Blaine rescued in nick of time
Blaine rescued in nick of time
David Blaine was unconscious and having convulsions when he was rescued from his eight-foot aquarium.

New York: Illusionist David Blaine was unconscious and having convulsions when he was rescued from his eight-foot aquarium during a breath-holding stunt, his trainer said on Tuesday.

"I wasn't focused on records; I was thinking of a rescue," said trainer Kirk Krack, a free-diving expert. Blaine was convulsing and "unconscious when we brought him to the surface. If we hadn't intervened, he would still be at the bottom of the sphere doing a breath-hold."

The 33-year-old illusionist had been submerged in the aquarium with an oxygen mask for a week. Rescue divers jumped into the 2,000-gallon saltwater tank on Monday night and hauled him up.

He was rescued as he struggled to break a breath-holding record of eight minutes, 58 seconds. Blaine, who had spent 177 hours underwater, went without air for seven minutes, eight seconds as a finale to his endurance stunt at Lincoln Center, which was televised live on ABC.

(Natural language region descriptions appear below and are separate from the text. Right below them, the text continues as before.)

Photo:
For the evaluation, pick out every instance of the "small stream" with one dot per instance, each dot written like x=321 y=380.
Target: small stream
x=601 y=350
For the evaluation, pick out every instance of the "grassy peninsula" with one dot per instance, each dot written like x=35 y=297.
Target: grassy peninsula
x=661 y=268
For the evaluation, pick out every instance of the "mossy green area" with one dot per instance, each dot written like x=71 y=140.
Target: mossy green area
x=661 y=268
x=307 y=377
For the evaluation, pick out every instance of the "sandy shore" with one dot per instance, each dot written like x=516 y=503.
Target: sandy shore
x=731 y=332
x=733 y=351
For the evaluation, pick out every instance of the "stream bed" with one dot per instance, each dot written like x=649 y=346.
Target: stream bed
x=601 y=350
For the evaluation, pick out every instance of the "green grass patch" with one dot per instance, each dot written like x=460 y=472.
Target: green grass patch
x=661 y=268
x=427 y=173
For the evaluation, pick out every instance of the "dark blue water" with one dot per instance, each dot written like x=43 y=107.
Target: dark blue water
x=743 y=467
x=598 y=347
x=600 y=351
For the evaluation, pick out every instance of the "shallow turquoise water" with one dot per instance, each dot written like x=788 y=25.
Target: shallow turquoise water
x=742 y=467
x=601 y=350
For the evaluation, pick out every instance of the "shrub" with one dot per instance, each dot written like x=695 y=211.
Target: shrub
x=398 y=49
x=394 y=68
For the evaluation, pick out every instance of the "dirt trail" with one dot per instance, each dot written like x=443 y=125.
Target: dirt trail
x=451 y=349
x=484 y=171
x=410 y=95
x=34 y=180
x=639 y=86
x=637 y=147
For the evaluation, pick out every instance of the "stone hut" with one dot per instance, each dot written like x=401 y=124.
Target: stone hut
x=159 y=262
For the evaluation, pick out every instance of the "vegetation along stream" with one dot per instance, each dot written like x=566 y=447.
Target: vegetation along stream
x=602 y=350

Blaine checked himself out of Roosevelt Hospital on Tuesday and his friends took him out of the hospital in a wheelchair and then helped him walk to a waiting car. At home, he took a hot shower, played cards and was able to eat.

But "he was crying" on Monday night, said Dr Murat Gunel, the head of Blaine's medical team. "He still feels that he let people down."

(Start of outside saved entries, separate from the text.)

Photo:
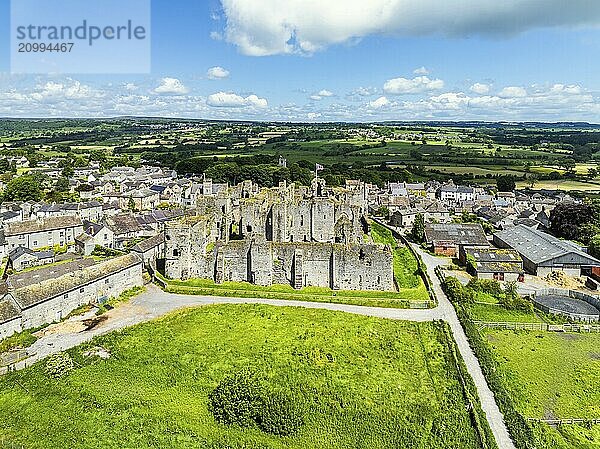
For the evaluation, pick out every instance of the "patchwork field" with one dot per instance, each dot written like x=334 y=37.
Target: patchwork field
x=356 y=382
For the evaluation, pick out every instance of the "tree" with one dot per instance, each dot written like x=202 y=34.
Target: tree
x=383 y=212
x=418 y=230
x=24 y=188
x=567 y=218
x=594 y=246
x=506 y=184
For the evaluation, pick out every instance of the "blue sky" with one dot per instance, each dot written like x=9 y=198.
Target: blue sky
x=350 y=60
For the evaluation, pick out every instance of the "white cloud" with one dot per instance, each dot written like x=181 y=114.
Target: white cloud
x=171 y=86
x=381 y=102
x=513 y=92
x=217 y=73
x=321 y=94
x=480 y=88
x=266 y=27
x=399 y=86
x=67 y=97
x=231 y=100
x=216 y=36
x=364 y=91
x=325 y=93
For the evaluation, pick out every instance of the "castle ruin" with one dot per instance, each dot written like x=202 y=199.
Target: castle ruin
x=295 y=235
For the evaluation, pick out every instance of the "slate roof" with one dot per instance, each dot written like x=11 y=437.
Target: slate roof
x=46 y=224
x=8 y=215
x=91 y=228
x=538 y=246
x=18 y=252
x=123 y=224
x=458 y=233
x=42 y=274
x=37 y=293
x=494 y=255
x=499 y=267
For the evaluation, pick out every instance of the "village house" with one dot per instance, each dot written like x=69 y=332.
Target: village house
x=44 y=233
x=448 y=239
x=493 y=263
x=151 y=249
x=543 y=253
x=21 y=258
x=53 y=295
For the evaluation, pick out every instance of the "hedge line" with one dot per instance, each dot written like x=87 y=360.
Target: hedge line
x=519 y=428
x=478 y=417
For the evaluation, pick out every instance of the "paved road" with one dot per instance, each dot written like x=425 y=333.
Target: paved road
x=448 y=314
x=155 y=303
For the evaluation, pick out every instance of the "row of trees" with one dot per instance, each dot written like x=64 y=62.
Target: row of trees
x=579 y=222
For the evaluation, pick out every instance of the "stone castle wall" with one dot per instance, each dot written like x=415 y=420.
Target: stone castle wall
x=286 y=235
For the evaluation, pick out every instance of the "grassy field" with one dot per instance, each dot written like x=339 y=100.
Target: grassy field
x=551 y=376
x=360 y=383
x=410 y=285
x=544 y=381
x=405 y=265
x=496 y=313
x=400 y=299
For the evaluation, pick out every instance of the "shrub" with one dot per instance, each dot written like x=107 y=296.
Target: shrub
x=237 y=399
x=59 y=365
x=243 y=399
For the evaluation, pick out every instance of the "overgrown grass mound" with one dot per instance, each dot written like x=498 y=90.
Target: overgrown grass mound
x=324 y=380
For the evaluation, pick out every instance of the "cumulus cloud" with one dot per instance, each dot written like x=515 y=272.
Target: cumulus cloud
x=381 y=102
x=231 y=100
x=67 y=97
x=364 y=91
x=265 y=27
x=480 y=88
x=217 y=73
x=321 y=94
x=399 y=86
x=68 y=90
x=513 y=92
x=171 y=86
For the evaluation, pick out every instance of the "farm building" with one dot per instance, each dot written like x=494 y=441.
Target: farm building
x=33 y=301
x=543 y=253
x=448 y=239
x=492 y=263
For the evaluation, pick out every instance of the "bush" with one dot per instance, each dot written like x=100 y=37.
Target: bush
x=457 y=292
x=243 y=399
x=237 y=399
x=59 y=365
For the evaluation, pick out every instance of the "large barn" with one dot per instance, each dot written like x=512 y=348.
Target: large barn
x=543 y=253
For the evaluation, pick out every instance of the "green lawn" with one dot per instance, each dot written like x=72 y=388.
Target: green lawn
x=406 y=268
x=410 y=284
x=496 y=313
x=360 y=382
x=398 y=299
x=552 y=375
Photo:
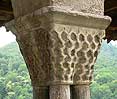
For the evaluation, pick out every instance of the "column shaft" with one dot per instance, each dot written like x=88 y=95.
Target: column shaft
x=40 y=93
x=80 y=92
x=59 y=92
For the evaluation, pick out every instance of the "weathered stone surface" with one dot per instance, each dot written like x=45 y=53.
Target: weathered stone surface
x=23 y=7
x=60 y=41
x=80 y=91
x=60 y=92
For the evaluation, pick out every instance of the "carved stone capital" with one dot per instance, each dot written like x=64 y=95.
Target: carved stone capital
x=59 y=46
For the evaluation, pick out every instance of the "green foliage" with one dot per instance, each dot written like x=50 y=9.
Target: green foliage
x=104 y=85
x=15 y=81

"I am humbled by the support of everyone from New York City and from all over the world," Blaine said. "This was a very difficult week, but you all made it fly by with your strong support and your energy,” he added.

Blaine's liver and kidney functions had suffered while he was submerged but are now improving. His skin, which was peeling, "looks much better," said Gunel.

His team concluded that strenuous training and losing 50 pounds, so his body would require less oxygen left Blaine too tired before he entered the sphere.

They said Blaine wants to try the breath-holding stunt again. Next time, he plans to be in better shape, and do it without being in a tank for a week beforehand.

"He is going over everything he did and analysing what happened," said Gunel, associate professor of neurosurgery at Yale University School of Medicine. "He is remarkably strong."

"I think he was a great success," said Krack, adding there are only a handful of people who can hold their breath for more than four minutes with training.

Blaine started training in December, with some help from Navy Seals. The water temperature was regulated to help keep his core temperature near 98.6 degrees, and he ate and relieved himself through tubes.

His previous feats included balancing on a 22-inch circular platform atop a 100-foot pole for 35 hours, being buried alive in a see-through coffin for a week and surviving inside a massive block of ice for 61 hours, all of which were performed in New York.

In 2003, he fasted for 44 days in a suspended acrylic box alongside the Thames River in London.